Unthinkingly, I grabbed hold of his arm and held him in place. “Wait, what? Make a list of things I like to do?”

“That's right. And we'll have to schedule a time to meet once a week for lessons.”

“Lessons?” I reared back.

“Yes. Lessons. You need lessons.”

“What kind of lessons?”

“How to be Jennifer Sylvester lessons.”


I lifted my chin. “I know how to be myself.”

“No, you don't.” He covered my hand with his and pried it from his arm, letting it drop.

“That’s ridicu—”

“Fridays are obviously out of the question, and I'd prefer a weeknight over a weekend. In a pinch we could meet during the day on Sunday. What days do you have off from the bakery?”

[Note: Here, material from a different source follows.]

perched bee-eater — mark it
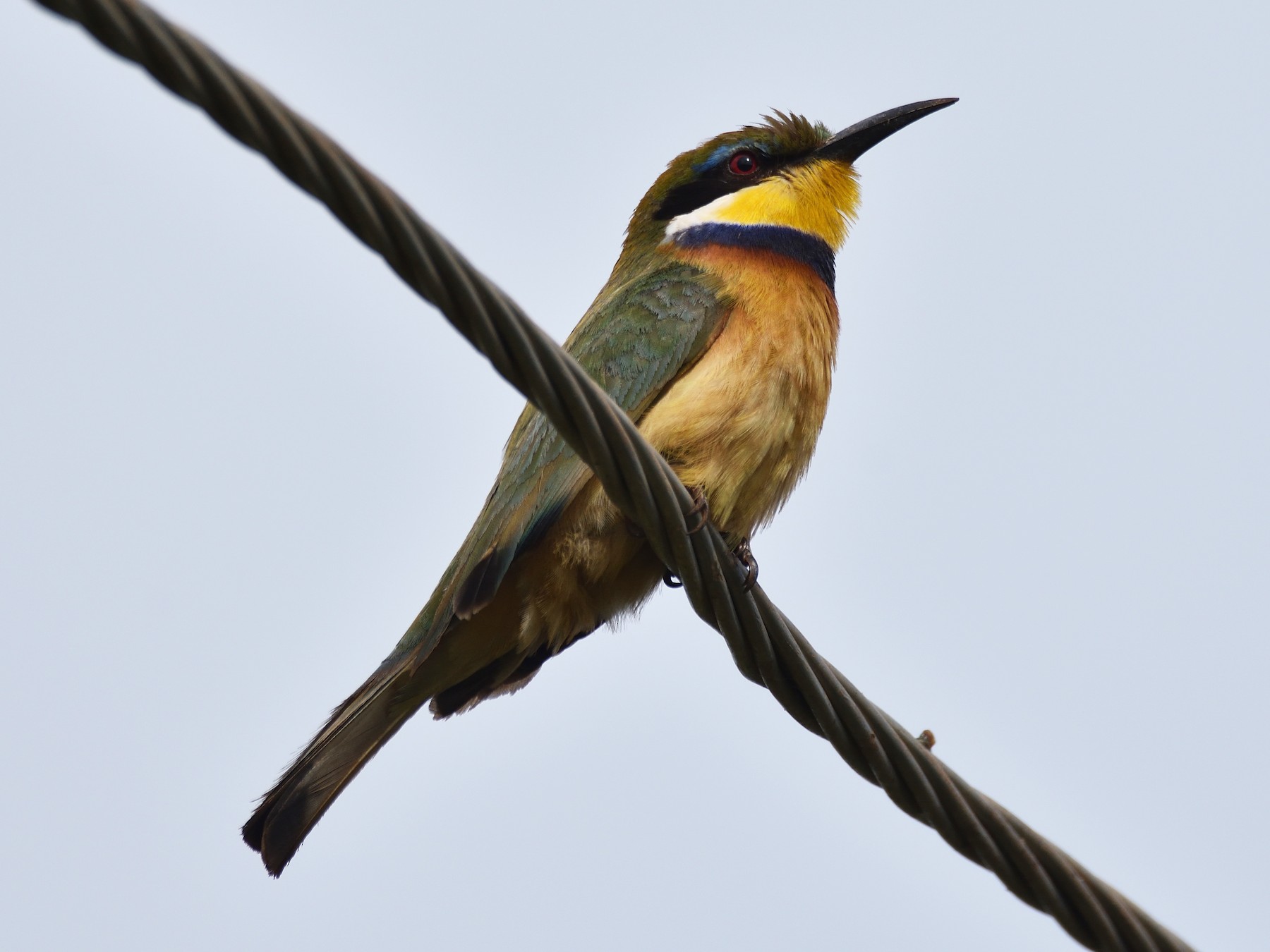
[243,99,956,876]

I gaped, blindsided by the direction of this conversation, and therefore could only answer his question with plain honestly. “I don't have a day off.”

“What? What do you mean you don't have a day off?”

“Just that. I start baking at three AM most mornings, and then if I don't have any special orders, I go home and sleep for a while. But I usually have special orders. And then we have parties most Fridays and Saturdays in the city.”

“You mean Knoxville?”

“Yes, or Nashville.”

“Why do you have to be there? Doesn't your momma have staff who can help?”

“Well, yes. But she likes me to—”

“Never mind. Don’t answer that.” He waved away my response, frowning again, looking and sounding dreadfully grumpy. “If you don’t have a day off, which day is slowest? When do you usually have a little free time?”